Come again? “You’re saying your family operates outside the law?”
“After Kovalev’s death, Aleks took over the man’s position as a vor, a very powerful man in the mafiya.”
Dr. Nat’s father had been involved in organized crime? Aleks presently was? “What does he run?” Guns, drugs, girls? All of the above?
“Nothing. He is a former enforcer who is paid for protection. Maksim had political connections to the mafiya as well.”
Unbelievable. “And you?”
“I have drawn on Aleks’s power and influence.”
“To help you with those crucial business dealings,” I said. “What were they?”
Dmitri seemed to be taking my measure. “You’ll get no more secrets out of me, not until you start sharing your own.”
How could our investigation of the Sevastyans fail to turn up even a whisper of this? “Wouldn’t there be something online?”
“I’ve kept a tight rein on that information. Over the last year, I’ve used a great deal of money and skill to bury our backgrounds.”
I frowned. “Why did you tell me these things now?”
“Because I want you to understand I’m not perfect. And that I trust you, even with my family’s secrets. Perhaps now you’ll see I can be as accepting as you are, far more so than you seem to think.”
Dmitri and his family operated outside the law. Could he really raise a brow at one or two or thirty grifters?
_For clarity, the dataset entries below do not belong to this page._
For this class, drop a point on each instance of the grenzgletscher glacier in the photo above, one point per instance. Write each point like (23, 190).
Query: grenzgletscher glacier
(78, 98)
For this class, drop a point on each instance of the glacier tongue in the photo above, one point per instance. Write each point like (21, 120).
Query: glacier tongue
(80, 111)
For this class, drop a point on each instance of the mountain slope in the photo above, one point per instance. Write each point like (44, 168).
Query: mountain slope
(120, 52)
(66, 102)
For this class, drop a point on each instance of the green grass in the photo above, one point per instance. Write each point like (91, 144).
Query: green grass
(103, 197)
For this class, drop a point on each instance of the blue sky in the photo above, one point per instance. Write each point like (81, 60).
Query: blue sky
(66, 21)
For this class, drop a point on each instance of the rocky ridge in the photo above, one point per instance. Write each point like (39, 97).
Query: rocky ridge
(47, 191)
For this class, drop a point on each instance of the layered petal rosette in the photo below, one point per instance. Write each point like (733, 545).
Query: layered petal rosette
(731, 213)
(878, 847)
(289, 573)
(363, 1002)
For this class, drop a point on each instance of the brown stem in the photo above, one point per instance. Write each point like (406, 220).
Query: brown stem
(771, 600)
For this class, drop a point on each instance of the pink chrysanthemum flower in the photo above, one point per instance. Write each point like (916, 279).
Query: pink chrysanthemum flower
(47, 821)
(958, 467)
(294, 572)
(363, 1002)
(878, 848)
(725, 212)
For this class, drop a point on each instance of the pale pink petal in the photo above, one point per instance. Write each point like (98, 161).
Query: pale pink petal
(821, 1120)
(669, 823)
For the first time in weeks, hope filled me. Dmitri had risked his life to save Maksim, just as Maksim had for him. Then they’d done whatever it had taken to survive. If I explained how desperate I’d been to protect my parents, surely Dmitri could forgive me.
If he loved me . . .
He’d told me his history; he deserved mine. I would confess everything, betting the pot with this man, but only after he comprehended my motivation—for targeting him. “Dmitri, you know I would do anything for my family.”
He sat beside me. “Of course.”
“I believe you’ll like them very much. Do you want to go to Vegas for a few days and see what they’re like? We could fly out on Friday.” Giving them a couple of days to prepare.